Елена не возвращалась, и он понял, что здесь слишком много работы и она не в состоянии оторваться хоть на минуту из-за спешки. В этом чувствовалась обреченность. Он видел ее, слышал ее запах, и им овладел страх. Как можно скорее надо убраться отсюда, пока это не захватило и его.
— Мне нужно бы переодеться, — сказал он сестре, когда швы были наложены.
— У нас ничего нет. Может быть, греческое…
— Что угодно, — сказал Квейль. — Я хотел бы только мою куртку. Одну и другую.
— Они грязные…
— Все равно. Я очень хотел бы. Пожалуйста, — сказал он спокойно, но настойчиво.
— Не следовало бы, но я принесу, — сказала сестра и ушла.
Она вернулась с его куртками — летной и обыкновенной синей. Она принесла еще очень плотную гимнастерку цвета хаки и брюки такого же цвета. Он не стал расспрашивать, где она достала брюки, — он знал, что лучше об этом не спрашивать. Пока он одевался, она стояла тут же, и опять он почувствовал, какая здесь лихорадочная спешка, он мог прочесть это в тех взглядах, которые она бросала на него. Он готов был сказать ей какую-нибудь резкость, но знал, что это опасно, а кроме того, тут была Елена.

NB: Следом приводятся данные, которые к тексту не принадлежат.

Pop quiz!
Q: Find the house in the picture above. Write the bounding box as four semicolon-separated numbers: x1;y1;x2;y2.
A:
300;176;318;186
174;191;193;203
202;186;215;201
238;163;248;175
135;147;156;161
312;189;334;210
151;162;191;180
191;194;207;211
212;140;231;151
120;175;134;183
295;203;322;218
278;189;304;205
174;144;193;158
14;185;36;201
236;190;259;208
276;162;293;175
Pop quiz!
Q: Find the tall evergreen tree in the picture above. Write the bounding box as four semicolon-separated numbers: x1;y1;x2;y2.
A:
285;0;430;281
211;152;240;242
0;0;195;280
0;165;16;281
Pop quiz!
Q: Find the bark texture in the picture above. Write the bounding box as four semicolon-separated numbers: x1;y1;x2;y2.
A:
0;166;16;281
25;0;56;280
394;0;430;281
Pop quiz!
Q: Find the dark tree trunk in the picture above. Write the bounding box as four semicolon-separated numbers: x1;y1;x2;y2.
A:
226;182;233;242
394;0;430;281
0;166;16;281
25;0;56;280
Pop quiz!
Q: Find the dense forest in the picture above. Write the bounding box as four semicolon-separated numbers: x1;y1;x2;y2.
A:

— Где Елена Стангу? — спросил он сестру.
— Сейчас придет, — отвечала та.
Квейль надел брюки цвета хаки и свою собственную куртку. Он ощупал бумаги во внутреннем кармане. Затем надел летную куртку. Вошла Елена.
— Пойдем, — сказала она.
— Куда?
— Пойдем, я покажу тебе что-то.
— Мне надо побывать в штабе, — сказал он.
— Это займет всего минуту, — сказала она.
Он поднялся за ней по лестнице и вошел в небольшую палату, где стояли четыре койки. Под одеялами на койках обозначались очертания мужских фигур.
— Смотри, — сказала Елена. Она указала на спящего в конце палаты. Это был Тэп.
— Тэп! — воскликнул Квейль. Он прошел с Еленой к последней койке, и Елена тронула Тэпа за голову. Тот проснулся. Минуту он с сонным недоумением смотрел широко раскрытыми глазами, потом взгляд его уловил черты лица Квейля, и улыбка растянула его рот до ушей.
— Джонни! — воскликнул Тэп. — Ах ты, подлец! Вы подумайте только: стоит, как ни в чем не бывало… Господи, ведь мы считали тебя погибшим.
— А ты что здесь делаешь? — спросил его Квейль.
— Меня, брат, подстрелили в плечо. Но я все-таки ушел от них.
Квейль поднял глаза и увидел, что Елена улыбается Тэпу. Он вдруг почувствовал, что ему это с какой-то стороны не нравится.
— Как ты себя чувствуешь? — спросил Квейль рассеянно, думая совсем о другом. Он смотрел на Елену.
— Великолепно, — сказал Тэп. — Просто великолепно. Я жду, когда за мной пришлют «Бленхейм» или еще что-нибудь, чтобы забрать меня отсюда.
— Тогда тебе придется ждать до скончания веков.
— Они обещали прислать. И ты тоже можешь лететь со мной.
— Ерунда. Никто не станет тратить на нас «Бленхеймы».
— Ты уже был в штабе? — спросил Тэп.
— Еще нет… Сейчас пойду.
— Ну что вы об этом скажете? — обратился Тэп к Елене и весело улыбнулся ей.
Елена взяла Квейля под руку.
— Она уже думала, что ты погиб, Джон.
— А что вы тут делали вдвоем без меня? — полушутливо спросил Квейль, но в его шутке слышался серьезный вопрос.
— Ты не поверишь, — сказал Тэп и рассмеялся про себя. Елена молчала. Квейль посмотрел на них обоих, и опять почувствовал, что ему здесь что-то не нравится.
— Она была совсем убита.
Тэп явно повторялся.
— Значит, хорошо, что ты был здесь, — сказал Квейль, но произнес эти слова с улыбкой.